The allegory in this film is almost a bit too obvious, but that's what I think makes it so incredible, because it really stands out as one of those few well-made camp horror films. If we're talking about camp-horror as a sub-genre, we usually think cheerleaders, ants, brains being eaten, and bizarre things happening to breasts. We usually think purposeful cheap quality, and lack of plot. This film is of course many of those things, but it still manages to be intellectual and absolutely gross at the same time. If you thought you had penis fear before? After this you might just join a convent. The slug creatures are reminiscent of those posters of VD that hangs in the OBGYN's office that is supposed to scare the everloving crap out of you so that you never want to have sex again every time you visit. And when she/he offers you free condoms from that weird goldfish bowl as you're leaving the office, you tell her 'no thanks', because you're going home to kill yourself. They will get inside your body anyway they can, just like VD I guess. The most popular means is through any orifice in the head/face (including the ear) bet you didn't think of that one, but Cronenberg did. That's why he's acclaimed and famous, and you're not. At one point this one actor (who's strange looking to begin with) ends up spitting a giant slimy phallic slug right into the mouth of someone else. At another point, there is a woman played with brilliant over-the-top style by Barbara Steele (remember her? she was the weird one in 8 1/2...did that help?) gets drunk and takes a bath, now when was there ever a movie where that scenario ended well?  A slug crawls through the drain right into her lady parts after which there is momentary paralysis, followed by the unwavering need to have an orgy. The only person that seems to outrun this 'plague' for most of the film is the doctor that works in the building. He is a fine upstanding citizen who just wants to help everyone (very much what they based the character of Jack Shepherd on in Lost). After a while though, the sex maniacs track him down and he is forced to have sex with a bunch of beautiful naked women, poor bastard. 

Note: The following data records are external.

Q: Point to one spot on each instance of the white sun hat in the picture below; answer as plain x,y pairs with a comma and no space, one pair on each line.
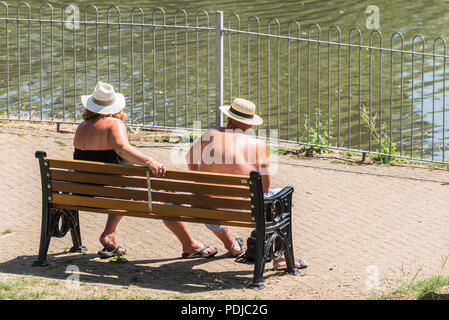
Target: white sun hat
104,100
243,111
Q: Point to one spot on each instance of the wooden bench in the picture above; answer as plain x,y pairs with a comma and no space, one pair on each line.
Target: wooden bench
70,186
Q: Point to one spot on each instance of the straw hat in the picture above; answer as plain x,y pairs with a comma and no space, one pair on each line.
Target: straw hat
243,111
104,100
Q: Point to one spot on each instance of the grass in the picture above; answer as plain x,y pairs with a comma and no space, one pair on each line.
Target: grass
424,289
18,289
60,143
29,287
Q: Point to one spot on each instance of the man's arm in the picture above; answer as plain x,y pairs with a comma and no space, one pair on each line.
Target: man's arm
265,167
193,156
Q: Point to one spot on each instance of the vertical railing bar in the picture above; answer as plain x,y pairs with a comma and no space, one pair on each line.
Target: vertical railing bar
51,67
422,106
370,102
329,78
380,87
308,80
186,77
298,87
258,63
413,90
360,92
7,56
40,61
176,69
402,96
391,91
143,71
206,15
29,64
109,42
433,95
18,62
433,102
308,85
154,64
185,70
391,96
230,60
208,70
196,69
278,118
74,75
132,62
132,66
219,67
338,88
289,76
318,113
444,104
86,59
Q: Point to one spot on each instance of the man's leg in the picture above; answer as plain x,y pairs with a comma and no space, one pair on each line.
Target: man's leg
223,233
108,238
189,244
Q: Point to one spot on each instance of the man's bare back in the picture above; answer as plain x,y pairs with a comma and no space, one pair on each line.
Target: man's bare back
230,150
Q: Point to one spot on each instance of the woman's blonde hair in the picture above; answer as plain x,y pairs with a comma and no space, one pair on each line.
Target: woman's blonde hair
88,115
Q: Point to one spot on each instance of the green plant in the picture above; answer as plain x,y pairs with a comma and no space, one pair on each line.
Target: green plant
386,148
61,144
191,137
315,140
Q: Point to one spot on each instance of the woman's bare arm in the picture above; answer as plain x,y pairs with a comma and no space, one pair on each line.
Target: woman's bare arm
118,139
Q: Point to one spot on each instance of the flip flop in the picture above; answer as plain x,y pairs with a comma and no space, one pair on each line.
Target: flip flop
200,254
299,262
240,243
106,254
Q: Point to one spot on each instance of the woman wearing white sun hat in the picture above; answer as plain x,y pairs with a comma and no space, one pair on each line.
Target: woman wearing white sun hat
103,137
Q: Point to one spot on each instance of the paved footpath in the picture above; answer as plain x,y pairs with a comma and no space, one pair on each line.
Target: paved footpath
363,230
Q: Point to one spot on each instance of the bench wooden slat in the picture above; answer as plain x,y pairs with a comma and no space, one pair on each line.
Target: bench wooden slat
159,184
136,206
157,216
139,171
135,194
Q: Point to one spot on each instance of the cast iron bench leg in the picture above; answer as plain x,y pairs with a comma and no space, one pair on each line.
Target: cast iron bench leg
45,239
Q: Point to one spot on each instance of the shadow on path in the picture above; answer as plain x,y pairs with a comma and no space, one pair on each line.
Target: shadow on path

Barbara Steele's bathtub seconds before she's taken over.

It's all very simple. It's a satire about the worst fears of those fine upstanding citizens of the world that want to protect their citizens from 'corruption'. Be careful, or the slimy penis slug will crawl into your body and take over your mind. This is what will happen to society if we let people run wild. Sex should be regulated, and should only be after marriage, otherwise we're just a bunch of wild animals spreading our sexual desires to others and corrupting the youth blah blah blah. But Cronenberg has to incorporate this satire into a camp-horror context, otherwise, it's just no fun is it? Otherwise it becomes just another stick-it-to-the-man 70's film. 8 years before he made 'The Fly' (1983), which is arguably the best sexual allegory film of all time, there was this low budget magnum opus of intelligent filth. It is a masterpiece of deviant art. It's horrifying, hilarious, disgusting, and completely fascinating. Please if you can find it, treat yourself. You won't regret it...well, maybe you will.